Now, when the FIFO memory 101 is employed in processing a large volume of data, the number of sub-register devices SR-1 through SR-n in the register device 121 illustrated in FIG. 9 will be, for instance, approximately 70 through 100. In the register device 121 in the prior art provided with a large number of the sub-register devices SR-1 through SR-n as in this case, the transfer signal ST output by the transfer signal generating unit 191 may become attenuated while it travels from the sub-register device SR-n located closest to the transfer signal generating unit 191 to reach the sub-register device SR-1 located furthest from the transfer signal generating unit 191, as illustrated in FIG. 10, due to the influence of the capacity capacitative component and the like of the data transfer gates TG in the sub-register devices SR-1 through SR-n. Such attenuation of the transfer signal ST leads to a defective operation of the data transfer gates TG, which poses a problem that the data at the write register unit 123-1 may not be correctly transferred to the read register unit 125-1.
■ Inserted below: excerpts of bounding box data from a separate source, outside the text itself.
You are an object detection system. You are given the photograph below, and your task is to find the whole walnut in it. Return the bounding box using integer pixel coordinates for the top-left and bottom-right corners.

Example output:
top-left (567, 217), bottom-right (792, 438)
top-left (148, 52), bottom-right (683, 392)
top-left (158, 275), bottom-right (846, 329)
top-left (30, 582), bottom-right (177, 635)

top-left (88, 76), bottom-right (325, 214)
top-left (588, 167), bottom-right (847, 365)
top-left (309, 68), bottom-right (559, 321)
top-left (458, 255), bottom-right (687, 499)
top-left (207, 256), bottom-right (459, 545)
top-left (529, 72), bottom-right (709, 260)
Furthermore, if the data stored at the write register units 123-1 through 123-n do not match the data stored at the corresponding read register units 125-1 through 125-n, all the inverters constituting the individual read registers RR will perform an inversion operation at once, which may result in a reduction in the source potential Vcc or an increase in the ground potential Gnd, as illustrated in FIG. 10. Large fluctuations in the source potential Vcc and the ground potential Gnd not only induce a defective operation of the transfer gates TG but also adversely affect the circuits other than the register device 121.